Il segreto di Lucarelli, al fondo, sono proprio i suoi assassini. I suoi investigatori funzionano, una come Grazia vorremmo incontrarla tutti un giorno o l’altro, ma il pezzo forte è sempre il mostro, il killer, perché è lui che racconta in controluce la realtà profonda del Paese. I seriali di Lucarelli non sono mai banali proprio perché sono il riflesso di una realtà sociale mutevole, non di biografie o psicosi sempre troppo simili le une alle altre per dire qualcosa. Grazia e i suoi colleghi, da soli, non vanno oltre il racconto del degrado di una città, Bologna, che non si sente più «la grassa». Il Paese, come usa dire, non lo svelano loro ma quello a cui danno la caccia.

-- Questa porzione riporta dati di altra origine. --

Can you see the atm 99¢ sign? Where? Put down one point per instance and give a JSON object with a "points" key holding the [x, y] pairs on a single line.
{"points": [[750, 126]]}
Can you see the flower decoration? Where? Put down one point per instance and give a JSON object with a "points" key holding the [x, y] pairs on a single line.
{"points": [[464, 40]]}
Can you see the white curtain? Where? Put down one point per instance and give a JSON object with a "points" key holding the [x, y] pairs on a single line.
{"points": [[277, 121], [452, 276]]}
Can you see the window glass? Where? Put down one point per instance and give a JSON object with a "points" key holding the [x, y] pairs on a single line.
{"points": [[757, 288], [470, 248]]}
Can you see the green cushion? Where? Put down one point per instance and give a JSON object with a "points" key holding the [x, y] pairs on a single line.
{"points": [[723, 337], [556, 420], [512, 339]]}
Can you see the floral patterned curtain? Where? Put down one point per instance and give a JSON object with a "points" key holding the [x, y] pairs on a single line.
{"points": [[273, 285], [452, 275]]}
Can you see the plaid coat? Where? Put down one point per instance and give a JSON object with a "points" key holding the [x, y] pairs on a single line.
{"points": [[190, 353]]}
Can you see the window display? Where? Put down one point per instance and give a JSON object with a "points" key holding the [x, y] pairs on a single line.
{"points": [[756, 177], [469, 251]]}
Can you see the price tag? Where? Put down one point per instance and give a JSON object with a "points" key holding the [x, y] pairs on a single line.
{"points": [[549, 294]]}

Sono più di trent’anni che il serial killer, figura sino ai tardi ’80 molto marginale, ha occupato militarmente l’intero campo dell’immaginario noir, spazzando via ogni assassino la cui azione appaia dotata di un qualche senso compiuto. Ma nel corso del tempo il massacratore psicotico ha cambiato più volte di segno e di ruolo. È stato l’ombra minacciosa che potrebbe sederti accanto celato dietro le apparenze più comuni, la metafora di una socialità sconfinante nella asocialità totale e nella giungla urbana, il riflesso di una zona oscura che in qualche misura alberga in ognuno. È stato il vampiro dei giorni nostri ma anche, con Hannibal the Cannibal, una specie di moderno Fantomas e persino, con Dexter, una sorta di eroe positivo. Forse mai però, prima del Cane, era stato il sintomo di un malessere sociale universalmente diffuso in un Paese e insieme dei sentieri distorti lungo i quali quel disagio si è inoltrato.

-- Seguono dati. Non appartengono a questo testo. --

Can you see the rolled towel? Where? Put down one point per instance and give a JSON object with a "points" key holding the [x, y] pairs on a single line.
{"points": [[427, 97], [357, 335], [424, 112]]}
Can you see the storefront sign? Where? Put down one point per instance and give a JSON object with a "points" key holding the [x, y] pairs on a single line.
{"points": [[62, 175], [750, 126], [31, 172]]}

Il sogno di volare è un noir con dentro molto di giornalismo sociale e anche un po’ di giallo. Che funzionerebbe, con tanto di effettaccio finale, se, a due terzi del libro, Lucarelli non avesse piazzato un’indicazione sulla chiave dell’enigma più vistosa di un segnale stradale fluorescente. Impossibile non chiedersi perché lo abbia fatto, sacrificando così quasi per intero la componente che Hitchcock avrebbe definito (non senza disprezzo) whodunit, chi l’ha fatto. Forse perché la differenza tra chi scrive noir e chi fa gialli è che i primi, se vogliono fare centro, devono almeno provare a essere il più onesti possibile, mentre per i secondi, come Agatha Christie sapeva meglio di chiunque altro, un notevole tasso di disonestà è un ferro del mestiere.